Reflections on Judging
In Reflections on Judging,
Richard Posner distills the experience of his thirty-one years as a judge of
the United States Court of Appeals for the Seventh Circuit. Surveying how the
judiciary has changed since his 1981 appointment, he engages the issues at
stake today, suggesting how lawyers should argue cases and judges decide them,
how trials can be improved, and, most urgently, how to cope with the dizzying
pace of technological advance that makes litigation ever more challenging to
judges and lawyers.
For Posner, legal
formalism presents one of the main obstacles to tackling these problems.

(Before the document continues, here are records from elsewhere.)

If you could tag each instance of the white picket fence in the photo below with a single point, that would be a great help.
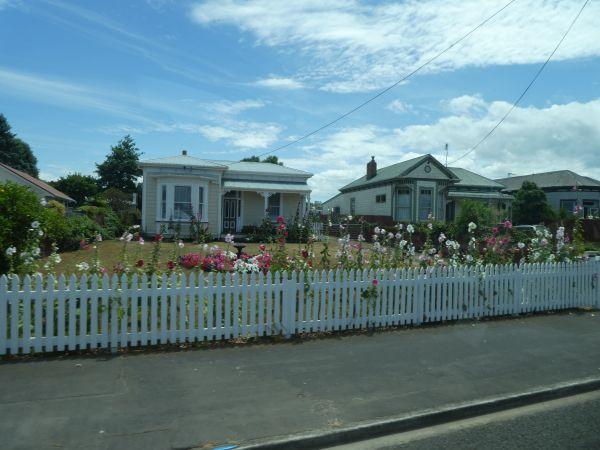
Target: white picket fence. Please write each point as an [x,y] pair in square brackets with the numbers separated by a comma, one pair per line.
[62,314]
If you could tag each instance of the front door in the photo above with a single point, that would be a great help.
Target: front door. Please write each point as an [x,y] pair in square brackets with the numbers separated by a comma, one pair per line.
[231,212]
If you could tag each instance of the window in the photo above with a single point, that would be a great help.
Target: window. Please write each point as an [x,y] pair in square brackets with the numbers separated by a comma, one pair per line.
[182,204]
[403,211]
[568,205]
[590,208]
[274,206]
[163,202]
[200,212]
[425,203]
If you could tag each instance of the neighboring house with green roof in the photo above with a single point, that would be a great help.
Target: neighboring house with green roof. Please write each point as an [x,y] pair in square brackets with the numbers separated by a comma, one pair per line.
[411,190]
[564,190]
[225,196]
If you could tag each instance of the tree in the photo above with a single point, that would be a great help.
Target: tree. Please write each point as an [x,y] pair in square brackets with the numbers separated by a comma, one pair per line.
[14,151]
[77,186]
[272,159]
[120,168]
[531,206]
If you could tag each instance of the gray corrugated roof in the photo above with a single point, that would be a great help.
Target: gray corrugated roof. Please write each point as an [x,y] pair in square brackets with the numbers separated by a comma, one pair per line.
[557,178]
[260,167]
[182,160]
[266,186]
[39,183]
[390,172]
[468,178]
[232,166]
[470,194]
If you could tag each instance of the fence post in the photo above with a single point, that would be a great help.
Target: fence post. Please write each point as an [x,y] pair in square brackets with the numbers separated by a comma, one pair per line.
[518,288]
[288,315]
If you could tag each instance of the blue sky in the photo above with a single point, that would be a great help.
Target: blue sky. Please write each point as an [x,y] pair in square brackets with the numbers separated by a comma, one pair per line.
[227,79]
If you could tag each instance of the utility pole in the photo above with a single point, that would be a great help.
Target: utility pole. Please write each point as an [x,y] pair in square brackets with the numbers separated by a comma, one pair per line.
[446,154]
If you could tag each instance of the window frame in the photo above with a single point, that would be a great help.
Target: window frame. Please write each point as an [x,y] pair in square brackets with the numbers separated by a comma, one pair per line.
[196,201]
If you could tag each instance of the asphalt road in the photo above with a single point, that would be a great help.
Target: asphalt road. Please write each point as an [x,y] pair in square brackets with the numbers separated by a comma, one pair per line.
[569,423]
[238,394]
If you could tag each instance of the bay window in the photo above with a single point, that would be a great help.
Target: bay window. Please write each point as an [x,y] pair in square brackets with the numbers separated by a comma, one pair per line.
[180,201]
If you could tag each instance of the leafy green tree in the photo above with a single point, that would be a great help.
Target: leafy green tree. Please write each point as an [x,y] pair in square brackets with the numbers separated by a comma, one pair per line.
[77,186]
[531,206]
[120,168]
[269,159]
[14,151]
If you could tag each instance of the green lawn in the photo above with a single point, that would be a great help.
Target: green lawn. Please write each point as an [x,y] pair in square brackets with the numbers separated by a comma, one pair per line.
[110,253]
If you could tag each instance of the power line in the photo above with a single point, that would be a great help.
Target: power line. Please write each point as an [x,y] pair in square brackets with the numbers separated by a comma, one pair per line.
[379,94]
[538,73]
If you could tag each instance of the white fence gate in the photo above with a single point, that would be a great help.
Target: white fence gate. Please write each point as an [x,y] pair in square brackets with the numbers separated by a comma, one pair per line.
[62,314]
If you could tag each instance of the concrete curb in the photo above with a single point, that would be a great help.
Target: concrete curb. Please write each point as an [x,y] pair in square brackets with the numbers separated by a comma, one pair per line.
[427,418]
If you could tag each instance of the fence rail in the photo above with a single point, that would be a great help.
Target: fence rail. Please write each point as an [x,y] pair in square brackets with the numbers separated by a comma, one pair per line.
[60,314]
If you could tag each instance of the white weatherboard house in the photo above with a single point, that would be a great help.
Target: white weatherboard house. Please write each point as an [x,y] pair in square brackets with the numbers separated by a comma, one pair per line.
[411,190]
[225,196]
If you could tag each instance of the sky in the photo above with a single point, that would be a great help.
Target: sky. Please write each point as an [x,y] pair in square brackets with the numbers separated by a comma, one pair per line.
[226,79]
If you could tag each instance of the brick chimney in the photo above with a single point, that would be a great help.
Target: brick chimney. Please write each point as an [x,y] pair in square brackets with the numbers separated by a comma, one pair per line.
[371,168]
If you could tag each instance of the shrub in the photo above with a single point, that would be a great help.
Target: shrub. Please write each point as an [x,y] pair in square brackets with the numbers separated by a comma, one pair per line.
[19,209]
[475,212]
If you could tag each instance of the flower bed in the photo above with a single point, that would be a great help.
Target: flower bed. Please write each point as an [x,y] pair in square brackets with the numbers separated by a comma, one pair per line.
[394,248]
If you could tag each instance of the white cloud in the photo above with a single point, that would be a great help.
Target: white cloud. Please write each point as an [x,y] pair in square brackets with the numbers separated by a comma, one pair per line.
[399,107]
[279,83]
[229,107]
[250,135]
[465,104]
[352,45]
[560,136]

Formalist judges--most notably Justice Antonin Scalia--needlessly complicate
the legal process by advocating "canons of constructions" (principles
for interpreting statutes and the Constitution) that are confusing and
self-contradictory. Posner calls instead for a renewed commitment to legal
realism, whereby a good judge gathers facts, carefully considers context, and
comes to a sensible conclusion that avoids inflicting collateral damage on
other areas of the law. This, Posner believes, was the approach of the jurists
he most admires and seeks to emulate: Oliver Wendell Holmes, Louis Brandeis,
Benjamin Cardozo, Learned Hand, Robert Jackson, and Henry Friendly, and it is
an approach that can best resolve our twenty-first-century legal disputes.